No More Credit For Small Business?

December 29, 2008 · Filed Under Small Business 

Published by Bob Foster

A few weeks ago, I wrote a post saying there was not a credit crunch for small businesses (businesses under 500 employees), and that in fact, the commercial and industrial loans from banks were up through mid-October. Furthermore, they had been consistently rising since September 2007. This information came from two economists who are consultants to regional Federal Reserve Banks. I think the information was sound.

However, I just read an article in the current issue of Entrepreneur magazine stating that 65% of senior bank loan officers reported that they recently tightened standards for small businesses seeking loans. This did not match what I had previously understood, so I called a banker I know who deals primarily with small businesses, and was told the federal bank regulators were insisting that the bank change the way it does business.

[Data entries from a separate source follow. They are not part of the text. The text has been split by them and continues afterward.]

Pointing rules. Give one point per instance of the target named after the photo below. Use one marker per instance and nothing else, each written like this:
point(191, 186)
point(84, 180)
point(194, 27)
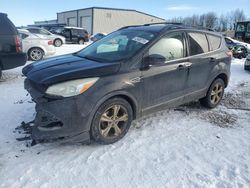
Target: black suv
point(97, 92)
point(73, 34)
point(11, 54)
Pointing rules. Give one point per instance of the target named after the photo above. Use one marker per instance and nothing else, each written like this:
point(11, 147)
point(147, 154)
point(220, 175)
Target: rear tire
point(111, 121)
point(35, 54)
point(0, 72)
point(214, 94)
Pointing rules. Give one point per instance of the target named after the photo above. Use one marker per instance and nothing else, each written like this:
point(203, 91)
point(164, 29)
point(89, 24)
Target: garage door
point(86, 23)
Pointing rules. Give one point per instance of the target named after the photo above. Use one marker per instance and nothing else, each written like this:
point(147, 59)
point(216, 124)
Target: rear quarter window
point(214, 42)
point(6, 26)
point(198, 43)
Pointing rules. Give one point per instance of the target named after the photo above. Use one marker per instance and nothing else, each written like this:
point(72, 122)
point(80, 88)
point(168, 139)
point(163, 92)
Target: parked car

This came from a sound bank that has been dealing primarily with small businesses for decades. In fact, most local and regional banks were not a part of the financial debacle on Wall Street at all. Unfortunately, this banker was telling me that the federal government is now calling the shots on bank lending policy everywhere. No wonder the number of senior loan officers tightening small business loans is at a record level—it’s not the banks, it’s the federal government.

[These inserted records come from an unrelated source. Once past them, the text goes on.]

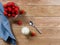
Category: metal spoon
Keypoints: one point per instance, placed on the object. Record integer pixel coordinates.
(31, 24)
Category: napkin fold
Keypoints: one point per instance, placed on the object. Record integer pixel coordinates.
(5, 30)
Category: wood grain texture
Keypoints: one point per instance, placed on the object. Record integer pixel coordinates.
(46, 16)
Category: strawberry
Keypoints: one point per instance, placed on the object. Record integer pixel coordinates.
(9, 9)
(5, 13)
(13, 15)
(5, 5)
(10, 4)
(13, 11)
(33, 34)
(9, 15)
(19, 22)
(16, 9)
(22, 12)
(5, 9)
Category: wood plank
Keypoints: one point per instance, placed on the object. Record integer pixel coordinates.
(35, 2)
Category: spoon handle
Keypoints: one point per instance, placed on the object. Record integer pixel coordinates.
(37, 29)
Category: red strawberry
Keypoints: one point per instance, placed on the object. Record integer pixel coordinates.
(13, 15)
(13, 11)
(9, 15)
(16, 12)
(33, 34)
(5, 9)
(10, 3)
(16, 9)
(5, 13)
(22, 12)
(19, 22)
(5, 5)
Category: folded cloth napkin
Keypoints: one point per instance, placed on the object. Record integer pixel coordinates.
(5, 30)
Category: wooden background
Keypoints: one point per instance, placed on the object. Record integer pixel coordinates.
(46, 16)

The biggest problem with this is that, it is small business that will lead the U.S. out of recession. Big business has proven many times over that they cannot improve a flagging economy…they are followers, not leaders. During the last downturn when almost 3 million workers were layed off in 2002, small businesses created over a million new jobs in 2003, and had almost all the 3 million unemployed back to work by the end of 2004—while big business was still downsizing. It would be another three years before big business even replaced the jobs lost in 2002 and 2003. We can expect similar (or worse) performance from big business this time around.

Here are my suggestions for stopping rampant unemployment and starting a recovery of our business sector:

  • Have the government stop thwarting the growth of small business. It is not the small businesses that created our recession…it was the greed and incompetence of big business. Let the local and regional banks do their jobs just as they always have, so small business can begin to grow again.
  • Remove unnecessary government regulations from small businesses. Small businesses spend 67% more per employee on tax compliance than big businesses do. Sarbanes-Oxley was established to avoid another Enron—it also crippled the growth of many small businesses.
  • Offer incentives to start and grow small businesses. Small businesses hire 40 percent of high tech workers (scientists, engineers, computer workers), so why not encourage more small businesses.

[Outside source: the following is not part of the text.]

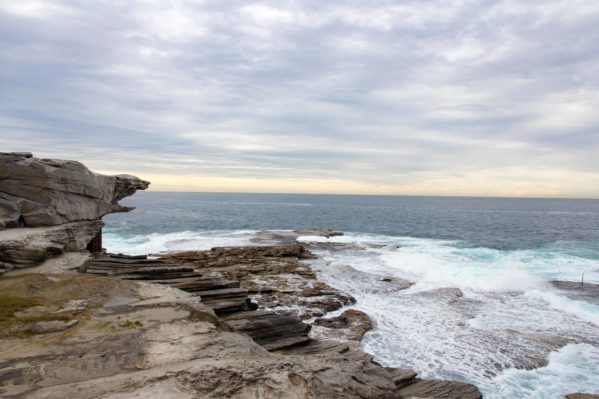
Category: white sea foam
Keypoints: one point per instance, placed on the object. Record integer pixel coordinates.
(508, 318)
(574, 368)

Letting the federal government control all banking will only lengthen the recession…if not drive our economy into depression. Local and regional banks are what sustain the growth of small businesses…the same small businesses that will lead the U.S. out of its financial crisis. Let us not allow the government to see problems where none existed—they always come in and, “…hunt mice with a cannon.”

Comments

2 Responses to “No More Credit For Small Business?”

  1. Steve on December 30th, 2008 5:52 pm

    Bob, you couldn’t be more right on! Funny how in the midst of tightening credit for small business, two of our three biggest, mis-managed, bloated, greedy automakers get a $5BILLION dollar “loan” with another $1BILLION waiting in the wings for them!

    One of my small businesses is about to lose a piece of real estate that has been held in my family for 17 years because the FEDS told our bank no more extensions on the loan, call it now. I have spent the better part of the last year trying to refinance a spectacular piece of property at 40% LTV with no banks even willing to look at it. The only investors are those who are sitting in the branches drooling over the spoils. The American people, the tax payers will suffer the most. I heard today that as many as 73,000 retail stores (chains, not just the mom and pops) will close their doors in 2009 while Congress just voted themselves another frickin pay raise!! What’s wrong with this picture?

    Pissed in the USA!!!
    Steve

  2. Small Business–Caught in the Middle | Bob Foster's Blog on February 25th, 2009 12:52 pm

    [...] posted about this subject before, but I thought it would be a good idea to see if anything has changed since then. Apparently it [...]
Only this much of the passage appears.